It is well known that low LDL cholesterol reduces the risk of cardiovascular disease. But in practice, this is often easier said than done. Are PCSK9 inhibitors the solution?
Lowering LDL-C levels is an integral part of risk reduction in patients with myocardial infarction. However, very few achieve the target values of 2.5 mmol/l or 1.8 mmol/l in high-risk patients, which are preferred by the European guideline [1]. In this context, statins have clearly demonstrated their efficacy in the treatment of dyslipidemia. However, the incidence of myalgias, which affect up to 10-25% of patients taking statins, has been underestimated [2]. Therefore, the administration of PCSK-9 inhibitors was investigated as an additional option – with success.
The proprotein convertase subtilisin/kexin type 9 (PCSK9) binds to LDL receptors and marks them for degradation in lysosomes. Thus, the density of receptors on the cell surface is reduced and circulating LDL cholesterol in the blood increases. In contrast, if PCSK9 is inhibited, the LDL receptors on the surface of hepatocytes can be recycled multiple times, allowing them to bind more circulating LDLC and lowering levels. This benefits the overall lipid profile.

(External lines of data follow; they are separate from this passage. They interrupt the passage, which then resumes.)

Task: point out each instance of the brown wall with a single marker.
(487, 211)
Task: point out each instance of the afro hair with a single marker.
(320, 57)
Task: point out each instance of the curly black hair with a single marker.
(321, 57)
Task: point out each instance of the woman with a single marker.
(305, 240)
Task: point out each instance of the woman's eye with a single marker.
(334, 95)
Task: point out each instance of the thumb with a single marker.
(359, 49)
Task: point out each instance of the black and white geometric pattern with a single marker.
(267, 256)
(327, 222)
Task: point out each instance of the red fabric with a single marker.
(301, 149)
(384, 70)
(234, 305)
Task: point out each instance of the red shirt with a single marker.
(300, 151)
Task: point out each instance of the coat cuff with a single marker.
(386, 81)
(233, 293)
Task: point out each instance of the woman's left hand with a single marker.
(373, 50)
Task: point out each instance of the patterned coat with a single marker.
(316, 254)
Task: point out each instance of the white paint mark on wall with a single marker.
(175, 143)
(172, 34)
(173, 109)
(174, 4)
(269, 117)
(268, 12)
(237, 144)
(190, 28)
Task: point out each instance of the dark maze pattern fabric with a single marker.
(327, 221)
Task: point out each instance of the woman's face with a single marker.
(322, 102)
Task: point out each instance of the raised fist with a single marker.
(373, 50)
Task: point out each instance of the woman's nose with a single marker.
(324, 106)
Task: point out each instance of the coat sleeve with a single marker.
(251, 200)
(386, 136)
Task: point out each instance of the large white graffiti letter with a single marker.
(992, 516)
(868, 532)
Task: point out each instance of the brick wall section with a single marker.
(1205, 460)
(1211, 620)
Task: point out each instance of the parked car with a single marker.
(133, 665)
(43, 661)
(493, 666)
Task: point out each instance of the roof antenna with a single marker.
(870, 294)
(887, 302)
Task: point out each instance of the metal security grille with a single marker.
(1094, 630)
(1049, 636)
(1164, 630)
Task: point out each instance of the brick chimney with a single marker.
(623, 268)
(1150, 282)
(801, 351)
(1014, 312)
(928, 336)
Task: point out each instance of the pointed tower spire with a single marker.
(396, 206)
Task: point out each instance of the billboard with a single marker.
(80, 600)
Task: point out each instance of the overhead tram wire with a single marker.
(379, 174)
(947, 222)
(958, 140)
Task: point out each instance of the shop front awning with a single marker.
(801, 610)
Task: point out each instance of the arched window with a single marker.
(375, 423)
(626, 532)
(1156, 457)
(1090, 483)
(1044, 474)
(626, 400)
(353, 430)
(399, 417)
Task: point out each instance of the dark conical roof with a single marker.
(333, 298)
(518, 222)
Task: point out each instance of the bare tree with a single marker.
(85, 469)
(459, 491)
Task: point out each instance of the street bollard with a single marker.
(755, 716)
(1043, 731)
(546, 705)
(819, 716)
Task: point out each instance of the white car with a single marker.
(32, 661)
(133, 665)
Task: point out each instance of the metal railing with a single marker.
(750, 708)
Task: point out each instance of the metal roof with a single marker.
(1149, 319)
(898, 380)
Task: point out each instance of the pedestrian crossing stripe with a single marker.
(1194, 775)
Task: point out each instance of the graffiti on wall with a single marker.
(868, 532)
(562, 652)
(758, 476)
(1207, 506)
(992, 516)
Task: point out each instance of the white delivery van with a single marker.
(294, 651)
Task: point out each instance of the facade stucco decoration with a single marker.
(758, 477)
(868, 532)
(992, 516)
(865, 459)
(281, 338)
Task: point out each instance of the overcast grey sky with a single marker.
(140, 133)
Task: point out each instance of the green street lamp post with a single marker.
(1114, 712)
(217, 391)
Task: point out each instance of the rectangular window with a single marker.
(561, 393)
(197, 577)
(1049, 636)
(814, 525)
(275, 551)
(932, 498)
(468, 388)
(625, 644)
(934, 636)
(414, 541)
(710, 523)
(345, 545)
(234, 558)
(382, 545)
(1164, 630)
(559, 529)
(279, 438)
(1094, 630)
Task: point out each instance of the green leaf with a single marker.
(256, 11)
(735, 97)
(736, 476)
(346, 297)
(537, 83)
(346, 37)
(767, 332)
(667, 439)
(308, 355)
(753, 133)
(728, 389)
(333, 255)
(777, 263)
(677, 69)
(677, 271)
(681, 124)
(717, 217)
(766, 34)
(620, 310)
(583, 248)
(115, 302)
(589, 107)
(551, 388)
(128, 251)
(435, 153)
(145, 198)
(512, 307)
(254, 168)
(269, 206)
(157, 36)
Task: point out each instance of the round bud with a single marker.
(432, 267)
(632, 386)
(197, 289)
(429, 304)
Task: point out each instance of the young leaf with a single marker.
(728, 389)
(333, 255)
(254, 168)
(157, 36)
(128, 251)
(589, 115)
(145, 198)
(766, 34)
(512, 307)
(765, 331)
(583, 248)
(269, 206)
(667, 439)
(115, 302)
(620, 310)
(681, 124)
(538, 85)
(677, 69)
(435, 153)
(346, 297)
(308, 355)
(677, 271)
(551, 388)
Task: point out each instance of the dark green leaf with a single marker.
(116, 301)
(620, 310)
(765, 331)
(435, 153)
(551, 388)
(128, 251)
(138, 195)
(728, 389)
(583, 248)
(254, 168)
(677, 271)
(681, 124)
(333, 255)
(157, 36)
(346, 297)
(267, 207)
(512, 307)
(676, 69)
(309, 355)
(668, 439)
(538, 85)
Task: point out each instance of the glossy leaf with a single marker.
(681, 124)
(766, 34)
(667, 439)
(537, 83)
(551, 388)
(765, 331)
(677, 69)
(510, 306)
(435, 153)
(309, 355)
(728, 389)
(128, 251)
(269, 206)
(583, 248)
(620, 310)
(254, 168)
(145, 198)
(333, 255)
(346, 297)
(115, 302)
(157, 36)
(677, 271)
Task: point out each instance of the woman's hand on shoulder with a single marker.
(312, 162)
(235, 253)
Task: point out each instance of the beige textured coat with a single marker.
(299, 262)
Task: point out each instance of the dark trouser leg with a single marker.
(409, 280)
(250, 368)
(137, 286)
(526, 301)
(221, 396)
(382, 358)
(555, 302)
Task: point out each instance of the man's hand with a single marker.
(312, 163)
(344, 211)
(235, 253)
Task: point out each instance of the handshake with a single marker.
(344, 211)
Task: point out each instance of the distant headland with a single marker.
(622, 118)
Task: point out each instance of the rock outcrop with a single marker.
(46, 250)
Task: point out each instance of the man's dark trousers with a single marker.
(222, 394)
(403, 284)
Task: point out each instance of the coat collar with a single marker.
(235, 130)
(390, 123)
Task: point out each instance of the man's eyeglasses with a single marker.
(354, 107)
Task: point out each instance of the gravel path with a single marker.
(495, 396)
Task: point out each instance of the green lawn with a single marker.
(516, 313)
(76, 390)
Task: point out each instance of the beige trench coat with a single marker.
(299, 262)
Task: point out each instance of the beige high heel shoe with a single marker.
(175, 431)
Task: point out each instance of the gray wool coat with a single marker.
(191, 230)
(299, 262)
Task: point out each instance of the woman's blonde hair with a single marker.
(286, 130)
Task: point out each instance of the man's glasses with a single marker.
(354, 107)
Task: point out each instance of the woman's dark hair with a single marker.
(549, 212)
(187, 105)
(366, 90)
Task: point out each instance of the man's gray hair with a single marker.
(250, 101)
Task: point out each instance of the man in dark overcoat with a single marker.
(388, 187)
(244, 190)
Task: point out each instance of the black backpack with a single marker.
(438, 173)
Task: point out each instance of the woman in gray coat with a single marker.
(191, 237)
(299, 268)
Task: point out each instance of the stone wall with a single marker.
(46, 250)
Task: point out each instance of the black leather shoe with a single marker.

High-risk patients benefit
Subanalysis [3] of a large-scale randomized, double-blind, placebo-controlled trial [4] showed that additional administration of the PCSK-9 inhibitor evolocumab consistently reduced LDL-C levels by 59-61% in all three groups. The time of the last infarction, the number of infarctions, or the presence of coronary multivessel disease were irrelevant. From this, the experts concluded that therapy with PCSK-9 inhibitors is indicated primarily in patients in secondary prevention who have additional high-risk characteristics.
The deeper the better
The good response of the patients to the additional lipid-lowering therapy raised a question that had not been asked before: where is the lower LDL-C limit? This is because 10% of the subjects had LDL-C levels of <0.5 mmol/l after four weeks of treatment (median 0.36 mmol/l). Is there any additional clinical benefit to be expected at these levels? Indeed, it was shown that with reduction of LDL cholesterol, the risk of cardiovascular events, such as cardiovascular death, myocardial infarction, stroke, coronary revascularization or hospitalization due to unstable angina pectoris, also decreased (Fig. 1) . The results suggest that even patients already below target levels benefit from further LDL-C reduction. An increase in adverse effects was not observed. Even values <0.5 mmol/l are to be considered safe in the view of the authors on the basis of the results [5], as Prof. Urs Fischer of the University Hospital Bern explained in a lecture.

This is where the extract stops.